Saplunara sits at the south-eastern tip of Mljet, roughly forty kilometres by road from the National Park at the island's western end — a journey that takes the best part of an hour on island roads. The bay opens towards the south-west, which means it catches afternoon sun and is sheltered from the bura and the maestral that can make other parts of the coast choppy. It is roughly a kilometre long, and divides into two beaches: Velika Saplunara (the larger, facing south-west) and Mala Saplunara (smaller, slightly tucked, generally quieter). Around the headland to the east lies Blaca, also known as Limuni — the same stretch of coast we visit as the Lemon Lagoon stop. The sand is not incidental. The name comes from the Latin sabulum, meaning sand, and the Croatian Adriatic is otherwise almost entirely shingle and limestone. The beach material here traces to Pleistocene sediments: ancient deposits that the sea gradually erodes and reworks onto the shore, producing the fine, pale sand that makes the water over it appear an unusually clear turquoise.
The area has been under some form of legal protection since the mid-1960s, initially as a botanical reserve. Since 2013 it has held Natura 2000 status — European designation HR4000010, covering 127.69 hectares. Two habitat types are protected under the EU Habitats Directive: embryonic shifting dunes (habitat code 2110), which are rare anywhere on the Adriatic and exceptionally rare this far south; and Mediterranean pine forests with endemic Mesogean pines (code 9540). Behind the beach Aleppo pines (Pinus halepensis) and juniper grow in dense stands. In the sand itself, psammophyte plants adapted to shifting dune conditions — including Elymus farctus and Echinophora spinosa — form the living foundation that holds the dune structure in place. A marked trail runs through the pine forest behind the beach with interpretive signs in Croatian and English. The instruction to stay on the path and not pick plants is not decorative: the dune ecosystem is the reason the beach exists.

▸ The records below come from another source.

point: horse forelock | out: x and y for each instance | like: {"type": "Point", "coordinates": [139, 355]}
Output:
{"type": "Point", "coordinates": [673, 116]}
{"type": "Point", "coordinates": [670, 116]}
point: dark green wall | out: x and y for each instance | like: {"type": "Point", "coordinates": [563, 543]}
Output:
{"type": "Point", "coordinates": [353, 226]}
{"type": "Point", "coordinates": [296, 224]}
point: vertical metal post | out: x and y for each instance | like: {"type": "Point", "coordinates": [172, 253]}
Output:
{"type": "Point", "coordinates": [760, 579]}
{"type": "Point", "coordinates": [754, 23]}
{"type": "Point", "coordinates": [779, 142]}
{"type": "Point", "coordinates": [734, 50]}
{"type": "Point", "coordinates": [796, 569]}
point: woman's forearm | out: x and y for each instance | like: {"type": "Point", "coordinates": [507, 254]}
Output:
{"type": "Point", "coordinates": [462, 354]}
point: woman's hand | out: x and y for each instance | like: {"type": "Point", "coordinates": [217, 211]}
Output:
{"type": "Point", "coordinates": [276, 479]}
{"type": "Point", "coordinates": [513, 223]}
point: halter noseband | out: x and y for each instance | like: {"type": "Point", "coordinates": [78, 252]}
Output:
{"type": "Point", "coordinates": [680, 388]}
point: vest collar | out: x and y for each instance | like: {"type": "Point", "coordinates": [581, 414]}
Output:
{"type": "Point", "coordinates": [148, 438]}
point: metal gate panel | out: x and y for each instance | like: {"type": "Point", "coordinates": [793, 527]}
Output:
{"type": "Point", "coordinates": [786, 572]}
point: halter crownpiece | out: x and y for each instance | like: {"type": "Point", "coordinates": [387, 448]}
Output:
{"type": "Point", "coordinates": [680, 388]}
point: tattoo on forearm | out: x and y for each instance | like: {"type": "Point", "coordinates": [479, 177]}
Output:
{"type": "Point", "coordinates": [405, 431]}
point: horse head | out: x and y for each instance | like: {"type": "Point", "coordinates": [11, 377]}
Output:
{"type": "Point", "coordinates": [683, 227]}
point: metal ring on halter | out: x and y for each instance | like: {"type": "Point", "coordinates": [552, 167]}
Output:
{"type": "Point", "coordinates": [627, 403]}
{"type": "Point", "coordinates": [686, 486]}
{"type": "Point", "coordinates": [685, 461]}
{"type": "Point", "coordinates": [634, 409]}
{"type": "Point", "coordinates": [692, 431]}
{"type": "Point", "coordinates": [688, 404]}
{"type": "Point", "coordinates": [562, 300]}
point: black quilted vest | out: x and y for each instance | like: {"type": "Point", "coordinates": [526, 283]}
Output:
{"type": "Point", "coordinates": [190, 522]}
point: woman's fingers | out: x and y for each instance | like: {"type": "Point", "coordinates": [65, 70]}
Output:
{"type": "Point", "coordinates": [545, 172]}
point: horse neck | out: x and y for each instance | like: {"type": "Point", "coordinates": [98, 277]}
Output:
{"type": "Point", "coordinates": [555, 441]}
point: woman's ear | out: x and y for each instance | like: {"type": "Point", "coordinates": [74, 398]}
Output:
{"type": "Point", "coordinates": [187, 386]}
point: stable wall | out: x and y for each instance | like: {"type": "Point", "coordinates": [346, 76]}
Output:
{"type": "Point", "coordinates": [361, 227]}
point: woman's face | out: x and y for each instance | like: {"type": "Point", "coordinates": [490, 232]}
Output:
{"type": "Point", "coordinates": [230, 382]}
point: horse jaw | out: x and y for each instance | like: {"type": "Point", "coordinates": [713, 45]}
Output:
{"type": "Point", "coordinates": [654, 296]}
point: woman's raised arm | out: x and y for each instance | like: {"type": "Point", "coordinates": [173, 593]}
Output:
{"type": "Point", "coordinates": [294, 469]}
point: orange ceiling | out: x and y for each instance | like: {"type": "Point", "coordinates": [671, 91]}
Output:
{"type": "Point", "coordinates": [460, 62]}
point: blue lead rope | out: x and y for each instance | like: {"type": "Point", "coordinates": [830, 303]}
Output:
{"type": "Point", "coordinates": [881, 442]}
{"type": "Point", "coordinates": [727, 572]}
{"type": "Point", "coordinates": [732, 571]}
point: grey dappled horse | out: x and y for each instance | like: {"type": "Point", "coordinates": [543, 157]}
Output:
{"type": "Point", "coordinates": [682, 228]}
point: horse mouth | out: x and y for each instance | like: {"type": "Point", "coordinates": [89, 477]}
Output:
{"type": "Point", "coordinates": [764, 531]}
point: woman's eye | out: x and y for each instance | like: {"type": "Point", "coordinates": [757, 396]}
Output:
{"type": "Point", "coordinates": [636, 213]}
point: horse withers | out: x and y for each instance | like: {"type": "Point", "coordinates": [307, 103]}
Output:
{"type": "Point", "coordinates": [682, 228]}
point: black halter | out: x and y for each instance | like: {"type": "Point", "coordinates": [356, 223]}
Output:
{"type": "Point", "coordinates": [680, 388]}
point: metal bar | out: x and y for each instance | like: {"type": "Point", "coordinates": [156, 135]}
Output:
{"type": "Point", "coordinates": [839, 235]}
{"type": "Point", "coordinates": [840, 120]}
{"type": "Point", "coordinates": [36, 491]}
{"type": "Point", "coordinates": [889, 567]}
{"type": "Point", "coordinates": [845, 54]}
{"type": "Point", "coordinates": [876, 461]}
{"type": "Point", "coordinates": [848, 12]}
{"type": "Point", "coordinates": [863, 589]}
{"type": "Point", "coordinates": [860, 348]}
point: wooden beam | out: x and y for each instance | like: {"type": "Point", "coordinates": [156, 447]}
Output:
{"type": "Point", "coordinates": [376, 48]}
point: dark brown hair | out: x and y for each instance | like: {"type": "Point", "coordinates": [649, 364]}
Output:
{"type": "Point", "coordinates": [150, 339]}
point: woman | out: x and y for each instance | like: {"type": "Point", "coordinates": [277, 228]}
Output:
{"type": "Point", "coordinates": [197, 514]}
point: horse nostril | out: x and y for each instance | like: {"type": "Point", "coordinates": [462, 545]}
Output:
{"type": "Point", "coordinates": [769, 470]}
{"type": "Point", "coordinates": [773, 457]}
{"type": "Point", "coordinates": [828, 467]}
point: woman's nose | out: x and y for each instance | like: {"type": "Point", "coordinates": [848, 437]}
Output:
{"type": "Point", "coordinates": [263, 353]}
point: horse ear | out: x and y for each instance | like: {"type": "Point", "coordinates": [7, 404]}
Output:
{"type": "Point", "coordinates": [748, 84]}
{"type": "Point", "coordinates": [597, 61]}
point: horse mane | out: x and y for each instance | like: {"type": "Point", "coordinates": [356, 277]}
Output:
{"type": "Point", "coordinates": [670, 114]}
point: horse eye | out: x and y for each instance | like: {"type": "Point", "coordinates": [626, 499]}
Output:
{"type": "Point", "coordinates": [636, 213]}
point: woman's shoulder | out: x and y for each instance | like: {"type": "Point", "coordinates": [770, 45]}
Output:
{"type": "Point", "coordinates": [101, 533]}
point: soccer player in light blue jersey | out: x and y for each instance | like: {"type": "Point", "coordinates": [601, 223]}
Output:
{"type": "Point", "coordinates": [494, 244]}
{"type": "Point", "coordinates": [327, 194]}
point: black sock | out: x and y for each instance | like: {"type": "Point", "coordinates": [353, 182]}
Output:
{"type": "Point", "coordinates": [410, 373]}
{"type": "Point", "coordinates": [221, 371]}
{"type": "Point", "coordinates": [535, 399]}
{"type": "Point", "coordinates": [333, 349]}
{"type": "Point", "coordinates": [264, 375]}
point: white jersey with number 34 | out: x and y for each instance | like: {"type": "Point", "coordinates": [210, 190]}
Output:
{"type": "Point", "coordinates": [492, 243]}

For swimming, the shallow shelf is the defining feature. Thirty metres from shore the water is still under two metres deep, and the sandy floor keeps it warm and clear well into October. There are no umbrellas, no sun lounger rentals, no beach bar — the shade, when guests want it, comes from the pines behind the sand. A small seasonal restaurant in the hamlet serves grilled fish and local wine for groups that want to extend the stop. According to local tradition, the apostle Paul landed somewhere along this coast in AD 61 after a shipwreck, and spent three months here before sailing on — the ruins of a church above the bay are still called St Paul's church, and the official seal of Mljet county carried his image from 1850 until 1921. Malta holds the competing claim, on the grounds that the Acts of the Apostles name the place 'Melita', a name both islands carried in antiquity.